We await the breathless headlines with, well, bated breath.
http://tigerhawk.blogspot.com/2008/11/return-of-sea-ice.html
‘When the Romans lived in Britain they were growing very good red grapes and making wine on the borders of Scotland. It was evidently a lot warmer.’
http://www.dailyexpress.co.uk/posts/view/69623
Must have been those Roman SUV chariots - all the methane from horse farts maybe?
Please stop exhaling, Courtney.
You are obviously an acolyte in the Gaian Church of NonScience Global Warming Now. Show your commitment to reducing Woman-Made Global Warming and stop exhaling CO2 now.
Invictus Maneo
I totally agree with the first poster, and was going to say the same thing. Don’t pick and choose your “scientific” data. Most notably you left out last year, which, as most of us remember, was the snowiest winter in Wisconsin history. Over 100 inches of snow.

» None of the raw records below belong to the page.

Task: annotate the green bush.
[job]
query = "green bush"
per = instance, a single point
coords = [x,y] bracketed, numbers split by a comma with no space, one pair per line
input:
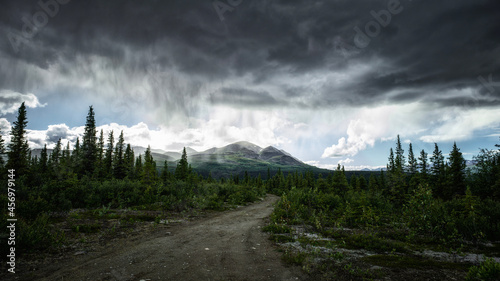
[489,269]
[37,235]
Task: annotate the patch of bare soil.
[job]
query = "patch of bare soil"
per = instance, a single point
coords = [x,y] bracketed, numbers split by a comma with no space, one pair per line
[223,246]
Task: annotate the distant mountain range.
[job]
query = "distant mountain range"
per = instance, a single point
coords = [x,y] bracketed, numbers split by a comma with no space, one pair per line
[235,158]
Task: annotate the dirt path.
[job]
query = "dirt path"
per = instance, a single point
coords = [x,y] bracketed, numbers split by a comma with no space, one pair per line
[229,246]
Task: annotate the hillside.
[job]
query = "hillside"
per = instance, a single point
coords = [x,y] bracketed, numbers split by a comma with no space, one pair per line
[238,158]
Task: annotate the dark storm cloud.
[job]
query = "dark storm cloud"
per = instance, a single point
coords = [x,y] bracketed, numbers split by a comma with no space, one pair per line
[429,48]
[243,97]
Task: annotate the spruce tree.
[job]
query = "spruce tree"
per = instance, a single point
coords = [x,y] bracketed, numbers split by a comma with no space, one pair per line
[118,160]
[2,152]
[89,146]
[138,168]
[18,148]
[391,165]
[55,158]
[412,162]
[99,165]
[437,172]
[182,169]
[108,159]
[76,157]
[43,160]
[149,168]
[399,161]
[165,175]
[129,162]
[422,165]
[457,171]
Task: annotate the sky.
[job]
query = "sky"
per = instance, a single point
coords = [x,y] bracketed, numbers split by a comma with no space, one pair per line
[331,82]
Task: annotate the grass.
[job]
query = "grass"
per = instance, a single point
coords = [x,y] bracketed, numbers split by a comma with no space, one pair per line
[405,261]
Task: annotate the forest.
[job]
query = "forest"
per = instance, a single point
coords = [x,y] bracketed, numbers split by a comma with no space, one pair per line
[419,201]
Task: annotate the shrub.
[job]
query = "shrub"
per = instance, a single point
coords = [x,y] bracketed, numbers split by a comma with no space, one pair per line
[489,269]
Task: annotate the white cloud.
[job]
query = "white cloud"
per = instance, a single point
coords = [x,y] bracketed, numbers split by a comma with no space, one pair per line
[346,161]
[383,123]
[461,125]
[10,101]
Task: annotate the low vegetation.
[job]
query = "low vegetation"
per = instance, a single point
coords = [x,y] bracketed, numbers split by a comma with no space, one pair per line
[439,219]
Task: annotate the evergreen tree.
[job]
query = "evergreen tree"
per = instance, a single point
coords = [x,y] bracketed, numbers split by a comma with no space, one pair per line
[2,152]
[118,160]
[437,171]
[165,175]
[76,156]
[89,146]
[423,165]
[373,183]
[108,159]
[43,160]
[18,148]
[391,166]
[55,157]
[99,166]
[399,161]
[340,183]
[138,168]
[457,171]
[412,162]
[149,175]
[129,162]
[362,182]
[182,169]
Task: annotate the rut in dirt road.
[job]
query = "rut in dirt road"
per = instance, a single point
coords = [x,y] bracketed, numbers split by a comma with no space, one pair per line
[229,246]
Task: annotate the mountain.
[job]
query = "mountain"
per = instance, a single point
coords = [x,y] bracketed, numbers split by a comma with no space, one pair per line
[241,157]
[158,154]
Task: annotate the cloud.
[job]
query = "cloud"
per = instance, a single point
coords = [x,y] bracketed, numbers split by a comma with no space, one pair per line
[462,125]
[10,101]
[345,161]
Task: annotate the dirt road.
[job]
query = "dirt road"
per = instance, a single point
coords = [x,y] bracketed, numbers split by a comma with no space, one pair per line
[227,246]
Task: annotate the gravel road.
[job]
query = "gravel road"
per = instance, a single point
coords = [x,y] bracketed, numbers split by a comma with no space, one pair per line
[227,246]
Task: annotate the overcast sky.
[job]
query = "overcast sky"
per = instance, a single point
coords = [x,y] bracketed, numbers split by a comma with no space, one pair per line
[328,81]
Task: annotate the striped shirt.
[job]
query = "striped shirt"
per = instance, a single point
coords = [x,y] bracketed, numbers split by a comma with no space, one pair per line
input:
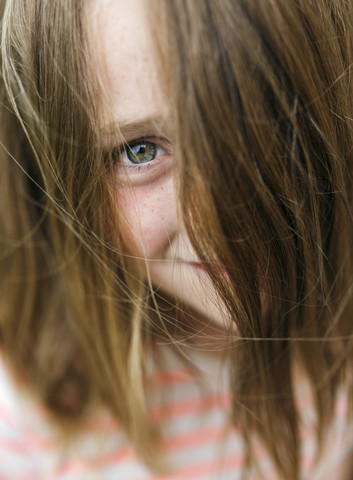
[199,441]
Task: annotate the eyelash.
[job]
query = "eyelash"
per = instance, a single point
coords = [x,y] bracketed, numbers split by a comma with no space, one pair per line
[160,144]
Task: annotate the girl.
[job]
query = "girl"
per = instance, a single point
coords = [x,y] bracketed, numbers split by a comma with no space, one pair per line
[176,239]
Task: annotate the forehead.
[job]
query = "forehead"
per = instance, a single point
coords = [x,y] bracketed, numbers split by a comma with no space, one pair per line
[120,34]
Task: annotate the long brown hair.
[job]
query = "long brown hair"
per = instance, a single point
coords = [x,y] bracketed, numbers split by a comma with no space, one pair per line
[72,305]
[263,104]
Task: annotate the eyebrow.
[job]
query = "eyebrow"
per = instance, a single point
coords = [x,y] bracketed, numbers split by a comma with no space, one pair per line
[128,129]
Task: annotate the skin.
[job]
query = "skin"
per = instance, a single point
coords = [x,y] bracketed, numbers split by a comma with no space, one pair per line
[147,196]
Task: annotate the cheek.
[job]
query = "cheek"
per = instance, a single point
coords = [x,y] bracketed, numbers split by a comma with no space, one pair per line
[150,216]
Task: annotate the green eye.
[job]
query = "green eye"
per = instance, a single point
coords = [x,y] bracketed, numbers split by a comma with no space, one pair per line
[139,153]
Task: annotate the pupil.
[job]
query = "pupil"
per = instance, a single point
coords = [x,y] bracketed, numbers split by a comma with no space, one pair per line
[142,153]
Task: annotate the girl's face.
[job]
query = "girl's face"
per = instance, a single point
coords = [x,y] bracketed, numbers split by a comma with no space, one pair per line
[147,195]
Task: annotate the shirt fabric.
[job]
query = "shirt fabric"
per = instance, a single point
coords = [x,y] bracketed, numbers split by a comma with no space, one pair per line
[200,442]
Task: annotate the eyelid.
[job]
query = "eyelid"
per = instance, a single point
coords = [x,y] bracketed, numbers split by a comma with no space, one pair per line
[158,141]
[141,174]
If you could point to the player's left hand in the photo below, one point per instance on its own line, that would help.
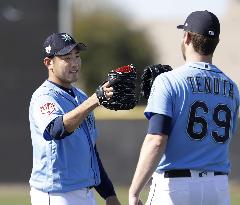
(112, 200)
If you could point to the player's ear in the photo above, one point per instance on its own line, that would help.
(187, 38)
(48, 62)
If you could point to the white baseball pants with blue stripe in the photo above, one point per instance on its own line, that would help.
(195, 190)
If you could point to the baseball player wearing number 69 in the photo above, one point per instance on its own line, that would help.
(192, 113)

Let me also add that you shouldn’t close your mind to the idea that global warming may not be man-made. Michael Crichton, who sadly passed away yesterday, author of Jurassic Park and State of Fear (along with many other great novels) has given some amazing speeches about environmentalism. I encourage you to go to his website and read his speech. Here is the link: http://www.crichton-official.com/speech-complexity.html
There are several speeches he gave concerning the environment, including one on Environmentalism as Religion, and I encourage you to read each of them. It may not change your mind, but I hope it at least allows you to recognize that the debate over global warming is not over, that it is just a theory, and that theories or what has been known as “scientific fact” have been debunked before.
Great article! I especially like that you mentioned the George C. Marshal institute, the main agency responsible for the “global warming debate” producing “scientific evidence” by writing letters to the editor.
Some of the earlier comments are also confusing to me, since when is Michael Chrichton an expert on the environment?
And in response to some of the other comments, global warming is not necessarily characterized by an increase in temperature, more like global climate destabilization.
In a final point, the ice cover duration on Lake Mendota has been decreasing on average over the last 140 years since the industrial revolution. In fact, here’s a graph of the trend from the Wisconsin Climatology Office! http://www.aos.wisc.edu/~sco/lakes/mendota-dur.gif
I believe the point this author was trying to make was that we cannot simply ignore climate change and expect everything to turn out alright. Most likely it will humans, and the poorest of them, who will suffer the most from this.
I’m going to try and build my own dirty coal firing plant now because it will make the weather in Wisconsin a lot nicer. Thanks for the advice.
Wow! Are you actually serious? Please tell us that you were trying to make a funny. Lame attempt but please tell us thats your intentions.
Nice article! It is important to realize that the weather is changing and has been for some time. The comments criticizing Courtney come from ignorant people who haven’t taken the time to actually research the facts. The Arctic icecap was at its all time lowest extent this summer and was also at its thinnest ever recorded. If the shrinking of the icecap doesn’t convince some people, they must like sticking there head in the sand and pretending that nothing is wrong.
I was only following the logic of this article. Cause: “Global Warming” yields effect “Nice Weather” and there isn’t a possibility that it could be anything else. We’ll assume Global Warming is caused by CO2 emissions. So how do we get nice weather? We have to pollute!
Of course I’m not serious but the author of this article must have be “trying to make a funny” because last time I checked you can’t suppport a thesis with like 3 days and one winter out of over a century of climate patterns since the industrial revolution. I don’t doubt climate change. I doubt people who don’t support their argument.
Courtney, I agree with you, but this kind of faulty science is what discredits our cause. Even if you were just trying to illustrate your point, it’s easy for people to take you out of context and chalk us all up to be just a bunch of pseudo-science believers.